The minimum number of signatures a citizens' initiative requires to be brought to parliament is 50,000.
Advocates and opponents
The idea of saving daylight by changing everyone's clocks was originated by the US inventor and Renaissance man Benjamin Franklin in 1784, who wanted to cut down on the use of candles.
DST in Finland doesn't have a terribly long history. The first time the country tried turned the clocks forward for the summer was during the First World War - but the practice had been growing around the world by that time already.
After years of experimentation with DST, it was only in 1981 that Finland began utilising it on a regular basis.
The original idea behind seasonally changing the clocks was to take advantage of the day's brightest hours. DST advocates have claimed that the practice saves electricity and even that it increases people's leisure time when the sun is shining.
Proponents of doing away with DST contend that the system causes more problems than it solves. Advocates of the citizens' initiative say that DST causes unnecessary hassles with train, bus and air travel schedules. The authors of the initiative also noted that many clocks do not switch automatically to DST.
What are the effects?
But studies have shown that DST may be more than just an inconvenience - some say it could even be unhealthy.

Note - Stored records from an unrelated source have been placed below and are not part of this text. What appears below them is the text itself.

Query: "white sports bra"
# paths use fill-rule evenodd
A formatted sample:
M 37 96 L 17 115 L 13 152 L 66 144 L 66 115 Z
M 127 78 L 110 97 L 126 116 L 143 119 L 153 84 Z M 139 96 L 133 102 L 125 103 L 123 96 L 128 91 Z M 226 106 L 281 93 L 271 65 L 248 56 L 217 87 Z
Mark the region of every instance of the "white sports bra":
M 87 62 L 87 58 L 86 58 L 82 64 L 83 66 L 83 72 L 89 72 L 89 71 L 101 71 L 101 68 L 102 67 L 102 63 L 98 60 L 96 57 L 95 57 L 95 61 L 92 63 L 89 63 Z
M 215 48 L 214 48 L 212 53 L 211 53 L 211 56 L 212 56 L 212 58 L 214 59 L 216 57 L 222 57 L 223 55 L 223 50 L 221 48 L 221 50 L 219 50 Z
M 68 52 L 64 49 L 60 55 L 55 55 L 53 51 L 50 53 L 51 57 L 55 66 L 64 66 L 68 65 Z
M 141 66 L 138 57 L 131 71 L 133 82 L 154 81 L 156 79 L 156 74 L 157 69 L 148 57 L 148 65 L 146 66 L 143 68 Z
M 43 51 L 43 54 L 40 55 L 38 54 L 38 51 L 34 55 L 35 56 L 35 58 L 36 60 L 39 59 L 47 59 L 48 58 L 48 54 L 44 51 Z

In 2016 researchers from Turku University examined whether there was a connection between DST and an increase in heart attacks, but - apart from the time of year heart attacks took place - no conclusive connection could be made.
Others in the anti-DST corner say that people's circadian rhythms are disturbed by the practice of switching the time back and forth, and that it takes people several days to adjust to the changes twice a year.
A labour against time
Finland's proponents for the elimination of DST are not alone. Just last week lawmakers in the US state of California's state Assembly approved an effort that could end with the state dumping the practice, according to the Los Angeles Times.
According to the article, the bill is headed to California's state Senate, where a similar effort died last year. The paper noted that even if the proposal does get state approval, California residents would still be unable to stop changing their clocks, without a law change on the federal level.
Similarly in Finland, even if the anti-DST citizens' initiative causes Finnish lawmakers to make a change, the country remains obligated to EU directives about timekeeping. But the parliament could issue a statement to the EU about the issue.
Hundreds of citizens' initiatives have been carried out since the petition-based lawmaking system was started in 2012, but so far only one actually made it through parliament to change legislation - the legalisation of same sex marriage in 2014.